At dense layer we have used "softmax" as the activation function.
The implementation is linked with wandb and hyper parameter tuning can be done effectively by changing the values of sweep confiiguration in the script. The configuration used for parameter searching are as follows.
'epoch' : [2,5,10,15,20]
'batch_size' : [32,64]
'dropout' : [0.1,0.01,0.0]
'recc_dropout' : [0.1,0.01,0.0]
'beam_search' : [0,3,5,6]
'layers' : [3,4]
'hidden_neurons' : [64,126,256]
'cell_type' : ['RNN','GRU','LSTM']
'optimizer_fn' : ['adam','rmsprop']
A Neural machine translation system with RNN is implemented in RNNWandB.iypnb.The transilterian system give hindi translation for the english romanized input word.

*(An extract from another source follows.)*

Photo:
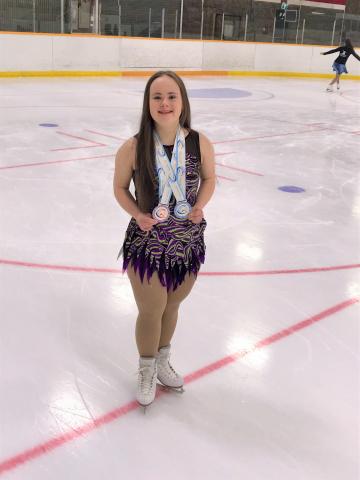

The best configuration for the model among RNN,LSTM,GRU obtained from hyperparameter search in WandB is implemented in BestModel_Rnn.iypnb.
Attention Mechanism is used to improve the performance of the Encoder-Decoder RNN on machine translation.
Attention.ipynb implements single layered Reccurent Neural Network along with attention mechanism and beam search.
NoAttention.iypnb implements sinble layered Reccurent Neural Nerwork without attention and beam search.
Bestmodel_attention.iypnb implements the best NMT model with attention obtained as per hyperparameter search in WandB. In addition, Visualisation of attention heatmaps and Connectivity visualisation is also included to get intution about how the model is getting trained.
The best configuration that gave maximum accuracy for the RNN model is :
Word level Validation Accuracy : 52.7%
'epoch' :15
'batch_size' : 64
'dropout' : 0.1
'beam_search' : 6
'layers' : 3
'hidden_neurons': 256
'recc_dropout' : 0.1
'cell_type' : GRU
'optimizer_fn' : adam
The best configuration that gave maximum accuracy for the Attention model is :
Word level Validation Accuracy : 54.8%
'epoch' : 10
'batch_size' : 64
'dropout' : 0.01
'recc_dropout' : 0.05
‘beam_search' : 6
‘latent dimensions': 256
‘cell_type' : 'GRU'
'optimizer_fn' : 'rmsprop'